While the guideline promotes a phenotype-first strategy when a specific syndrome is clinically suspected, it also strongly endorses agnostic testing as the default first-tier approach for most children with unexplained global developmental delay (GDD) or intellectual disability (ID), especially in nonsyndromic cases.

Key Observations for Genomics Stakeholders:

  • Phenotype-first testing is ideal when classic syndromic features (e.g. Angelman, Lesch-Nyhan) are evident. It can be faster and cheaper but is only effective in a minority of cases.

  • Agnostic testing (exome/genome + CMA) is now formally endorsed as first-tier by the AAP, ACMG, and other authorities for GDD/ID because of superior diagnostic yield (often 30–50% depending on severity).

  • The guideline emphasizes that exome/genome sequencing plus CMA should often be performed upfront unless there's a strong reason to begin with more targeted tests.

  • Gene panels have fallen out of favor except when families wish to avoid incidental findings or VUS burdens, or if insurance limits coverage.

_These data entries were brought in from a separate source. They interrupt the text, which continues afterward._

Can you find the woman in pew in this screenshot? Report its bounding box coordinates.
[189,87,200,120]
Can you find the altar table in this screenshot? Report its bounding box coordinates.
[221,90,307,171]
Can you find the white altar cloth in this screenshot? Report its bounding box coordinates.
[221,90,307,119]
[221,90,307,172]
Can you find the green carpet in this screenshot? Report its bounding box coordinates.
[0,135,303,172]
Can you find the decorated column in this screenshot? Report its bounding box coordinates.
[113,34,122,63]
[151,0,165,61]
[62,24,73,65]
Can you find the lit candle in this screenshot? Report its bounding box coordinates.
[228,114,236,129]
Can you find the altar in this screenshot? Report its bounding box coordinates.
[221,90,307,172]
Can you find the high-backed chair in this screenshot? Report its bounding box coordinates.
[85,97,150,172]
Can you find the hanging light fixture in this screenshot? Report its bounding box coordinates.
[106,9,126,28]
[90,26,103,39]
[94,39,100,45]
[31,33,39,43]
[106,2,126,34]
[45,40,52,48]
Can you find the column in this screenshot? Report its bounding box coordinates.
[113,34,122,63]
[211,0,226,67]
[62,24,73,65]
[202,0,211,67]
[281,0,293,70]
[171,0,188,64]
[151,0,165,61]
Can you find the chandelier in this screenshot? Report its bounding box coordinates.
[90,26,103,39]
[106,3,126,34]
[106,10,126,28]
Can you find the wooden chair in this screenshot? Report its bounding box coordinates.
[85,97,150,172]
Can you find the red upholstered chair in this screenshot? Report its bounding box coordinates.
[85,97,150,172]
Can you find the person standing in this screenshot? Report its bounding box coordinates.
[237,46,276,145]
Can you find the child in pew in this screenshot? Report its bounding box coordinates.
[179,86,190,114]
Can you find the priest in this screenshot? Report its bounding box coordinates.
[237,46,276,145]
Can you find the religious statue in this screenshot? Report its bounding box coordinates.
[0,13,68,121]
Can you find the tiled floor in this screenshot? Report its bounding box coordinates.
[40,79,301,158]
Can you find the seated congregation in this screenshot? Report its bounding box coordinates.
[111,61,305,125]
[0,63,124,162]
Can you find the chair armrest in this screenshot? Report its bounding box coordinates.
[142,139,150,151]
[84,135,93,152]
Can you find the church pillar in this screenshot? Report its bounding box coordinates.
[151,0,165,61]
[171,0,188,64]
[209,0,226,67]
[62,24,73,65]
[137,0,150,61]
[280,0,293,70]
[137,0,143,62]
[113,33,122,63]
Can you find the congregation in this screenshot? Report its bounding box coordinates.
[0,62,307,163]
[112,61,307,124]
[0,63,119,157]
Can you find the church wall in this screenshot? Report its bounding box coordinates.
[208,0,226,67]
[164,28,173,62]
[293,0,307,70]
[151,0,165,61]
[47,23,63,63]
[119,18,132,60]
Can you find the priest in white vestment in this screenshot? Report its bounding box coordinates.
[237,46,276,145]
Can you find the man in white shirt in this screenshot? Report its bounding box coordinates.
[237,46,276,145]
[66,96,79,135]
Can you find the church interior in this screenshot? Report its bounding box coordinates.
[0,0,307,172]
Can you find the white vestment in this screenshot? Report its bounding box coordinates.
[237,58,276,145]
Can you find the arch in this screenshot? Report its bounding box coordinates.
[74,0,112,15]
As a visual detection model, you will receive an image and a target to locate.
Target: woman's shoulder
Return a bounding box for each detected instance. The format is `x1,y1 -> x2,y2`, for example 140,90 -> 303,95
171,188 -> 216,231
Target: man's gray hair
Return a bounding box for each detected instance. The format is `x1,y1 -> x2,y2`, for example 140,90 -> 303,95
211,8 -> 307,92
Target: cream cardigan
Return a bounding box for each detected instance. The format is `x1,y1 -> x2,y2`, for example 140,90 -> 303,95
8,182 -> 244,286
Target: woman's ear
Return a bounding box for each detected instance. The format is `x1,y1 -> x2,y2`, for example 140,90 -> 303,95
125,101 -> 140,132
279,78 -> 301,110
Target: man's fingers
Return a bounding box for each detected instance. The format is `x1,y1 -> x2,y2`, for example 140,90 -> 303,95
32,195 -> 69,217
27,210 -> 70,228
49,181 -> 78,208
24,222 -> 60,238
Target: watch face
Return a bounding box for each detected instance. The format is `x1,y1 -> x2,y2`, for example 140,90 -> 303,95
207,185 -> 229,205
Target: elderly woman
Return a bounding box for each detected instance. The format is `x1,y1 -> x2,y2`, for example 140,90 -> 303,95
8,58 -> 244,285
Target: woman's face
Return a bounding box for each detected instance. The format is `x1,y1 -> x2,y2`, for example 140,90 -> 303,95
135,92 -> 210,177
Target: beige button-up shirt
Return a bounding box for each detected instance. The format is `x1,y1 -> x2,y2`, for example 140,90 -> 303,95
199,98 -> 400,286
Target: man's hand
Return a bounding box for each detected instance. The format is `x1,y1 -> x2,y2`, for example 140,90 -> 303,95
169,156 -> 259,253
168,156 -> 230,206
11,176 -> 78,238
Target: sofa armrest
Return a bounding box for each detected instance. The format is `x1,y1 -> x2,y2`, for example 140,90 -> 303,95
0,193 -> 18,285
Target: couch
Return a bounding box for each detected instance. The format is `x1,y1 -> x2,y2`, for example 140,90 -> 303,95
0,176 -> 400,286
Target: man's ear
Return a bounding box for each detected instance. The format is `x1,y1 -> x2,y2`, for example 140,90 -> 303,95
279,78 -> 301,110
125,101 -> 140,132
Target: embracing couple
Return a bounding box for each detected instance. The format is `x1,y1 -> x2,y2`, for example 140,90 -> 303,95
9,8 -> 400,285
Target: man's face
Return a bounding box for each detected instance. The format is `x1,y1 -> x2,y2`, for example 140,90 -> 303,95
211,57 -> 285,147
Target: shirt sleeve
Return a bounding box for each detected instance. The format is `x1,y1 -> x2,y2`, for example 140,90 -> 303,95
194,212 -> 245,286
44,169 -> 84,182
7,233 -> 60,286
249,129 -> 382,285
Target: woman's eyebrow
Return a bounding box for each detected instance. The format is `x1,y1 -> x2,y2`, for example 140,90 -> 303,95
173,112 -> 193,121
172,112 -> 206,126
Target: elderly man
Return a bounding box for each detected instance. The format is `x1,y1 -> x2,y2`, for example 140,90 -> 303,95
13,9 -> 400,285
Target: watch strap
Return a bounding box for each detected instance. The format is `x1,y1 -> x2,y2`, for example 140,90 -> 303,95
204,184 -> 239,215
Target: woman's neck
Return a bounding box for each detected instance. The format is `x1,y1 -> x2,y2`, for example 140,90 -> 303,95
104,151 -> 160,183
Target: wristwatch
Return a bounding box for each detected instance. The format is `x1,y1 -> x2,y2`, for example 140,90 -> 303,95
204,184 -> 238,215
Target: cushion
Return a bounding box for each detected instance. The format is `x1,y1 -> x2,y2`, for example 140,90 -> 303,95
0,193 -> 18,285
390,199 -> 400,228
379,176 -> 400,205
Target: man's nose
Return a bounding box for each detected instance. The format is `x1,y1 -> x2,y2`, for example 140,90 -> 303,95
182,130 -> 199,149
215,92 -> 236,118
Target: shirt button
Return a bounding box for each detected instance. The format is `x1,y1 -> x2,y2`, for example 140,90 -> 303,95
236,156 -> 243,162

  • Even within a phenotype-first mindset, uncertain or evolving phenotypes blur lines and often lead to early adoption of agnostic testing.

  • Payors and clinicians may still seek cost-based reasons to delay agnostic testing, but this is increasingly difficult to justify given the yield, cost-effectiveness, and value of early diagnosis.

  • The guideline explicitly acknowledges that resource availability, insurance limits, and physician comfort all contribute to non-uniform pathways, reinforcing the gray zone between the two paradigms.

Conclusion:
While “phenotype-driven” and “agnostic” testing are presented as alternatives, the lines between them are fluid in practice. This fuzziness is reflected in the guideline’s tiered model, which allows clinicians to adapt based on presentation, resources, and clinical suspicion.

Expect continued overlap and negotiation—clinically, financially, and policy-wise.